In the Spotlight: Timo Winkel
Our monthly Spotlight Series highlights Germans, German-Americans and Americans with a German connection who have made a difference in their communities or have an interesting story to tell.
(© Germany.info / Nicole Glass)
In the heart of Adams Morgan - a culturally diverse neighborhood in Washington, D.C. - stands a small restaurant called Döner Bistro. Stepping inside is like going through a portal to Germany; inside, customers find themselves surrounded by German music, beer, flags and the familiar taste and smell of Germany's beloved Döner Kebabs - a Turkish-German dish made of meat cooked on a rotisserie.
The restaurant chain is owned by Timo and Nicole Winkel - a German couple from Hamburg that moved to the United States in 2006 to start their business. To date, Döner Bistro is the only Döner restaurant on the East Coast. And even in the west, there are no stores that produce Döner Kebabs exactly as they are made in Germany, Winkel says. Spanish-Turkish Döners, for example, are produced differently than German-Turkish Döners, he explains. As a result, the District's restaurant has garned a loyal following of customers who have lived in or been to Germany and seek a little piece of home in the US. Feelings of nostalgia continue to bring them back, making Döner Bistro a hub for the German-American community.
Enlarge image And it was a craving for Döner that ignited the launch of the business in 2006. Back then, Nicole Winkel was studying in the US. Her husband, Timo, came to visit her and asked her where he could find a Döner.
"We had a craving for Döner and she said 'there's nothing around here,'" he says. "I could not believe this - it's the biggest fast food product in Germany and you can't find it in the biggest fast food market in the world - the United States."
The young couple had always thought about starting a business together, but didn't know what sort of business. Suddenly, it hit them: they would open a Döner food truck. In the months that followed, Timo quit his job in Germany and the couple wrote a business plan and submitted it to the US Embassy to obtain a visa. Both Timo and Nicole were 25 years old and ready to start something new.
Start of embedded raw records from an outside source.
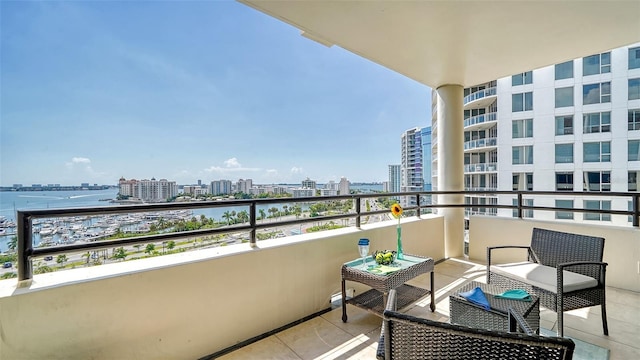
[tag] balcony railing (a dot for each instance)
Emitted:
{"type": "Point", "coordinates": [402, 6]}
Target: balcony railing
{"type": "Point", "coordinates": [479, 143]}
{"type": "Point", "coordinates": [479, 95]}
{"type": "Point", "coordinates": [480, 167]}
{"type": "Point", "coordinates": [479, 119]}
{"type": "Point", "coordinates": [422, 200]}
"We were nervous but we said 'if we don't do it now, we'll never do it, because later we might have kids and a house and more responsibilities.'"
The couple took a leap of faith, moving into a small apartment on a farm outside of Berryville, Va. They bought a used truck and remodeled it, installing a kitchen that would allow them to make Döners on the spot. But making Döner Kebabs the traditional way is no easy task, so the couple contacted family friends in Germany who worked in the Döner industry and asked for help. Timo and Nicole learned how to make meat cones themselves - a skill that is not found too often, even in Germany.
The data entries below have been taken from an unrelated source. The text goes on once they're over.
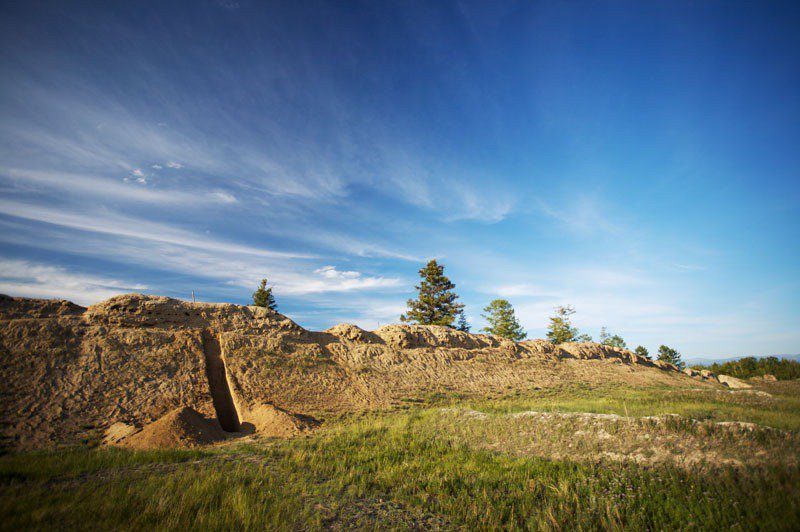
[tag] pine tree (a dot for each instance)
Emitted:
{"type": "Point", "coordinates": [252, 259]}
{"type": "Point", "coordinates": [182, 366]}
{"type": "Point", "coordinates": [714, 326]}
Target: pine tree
{"type": "Point", "coordinates": [263, 297]}
{"type": "Point", "coordinates": [436, 303]}
{"type": "Point", "coordinates": [463, 324]}
{"type": "Point", "coordinates": [502, 321]}
{"type": "Point", "coordinates": [611, 340]}
{"type": "Point", "coordinates": [667, 354]}
{"type": "Point", "coordinates": [561, 329]}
Enlarge image (© Timo Winkel) "In Germany today you can buy ready-made meat cones from factories," Timo explains. "So we were really fortunate that we learned the traditional way."
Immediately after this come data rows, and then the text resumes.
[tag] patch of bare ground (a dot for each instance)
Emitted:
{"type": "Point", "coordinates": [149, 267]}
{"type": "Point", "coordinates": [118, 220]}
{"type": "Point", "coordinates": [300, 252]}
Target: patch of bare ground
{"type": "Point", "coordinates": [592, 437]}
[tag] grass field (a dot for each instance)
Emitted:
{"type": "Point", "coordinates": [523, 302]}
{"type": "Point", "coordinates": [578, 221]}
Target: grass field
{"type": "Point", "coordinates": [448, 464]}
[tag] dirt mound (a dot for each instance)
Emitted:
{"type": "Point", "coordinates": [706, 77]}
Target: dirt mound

For the first two years, Timo and Nicole sold Döner Kebabs from their food truck, which they frequently stationed in a shopping center in Leesburg, Va. They also brought the truck to county fairs, festivals and local events. The outside of the truck was painted with the words Hamburg Döner. This was before the "food truck wave" came to the area, Timo says.
After two years, Timo and Nicole were offered a permanent restaurant location in Leesburg. And Döner Bistro became so popular that the couple opened two more locations - one in Washington, D.C. in 2012 and one in Frederick, Md. in 2013. Today, the couple hopes to grow Döner Bistro into a franchise to give others the opportunity to open Döner stores anywhere in the US.
But even though the company has expanded, the couple makes sure to produce its Döner meat the old-fashioned way. The meat cones are produced in Frederick and all meats are locally purchased from farms in Maryland.
"My wife is sometimes the one making the cones herself or training employees to make them," Timo says.
And as a result, the restaurant continues to bring in German-Americans, Americans who were stationed in Germany and Turkish people searching for a taste of home.
(© Timo Winkel)
"They all miss Döner and currywurst and with the beer selection here they're happy as can be," Timo says.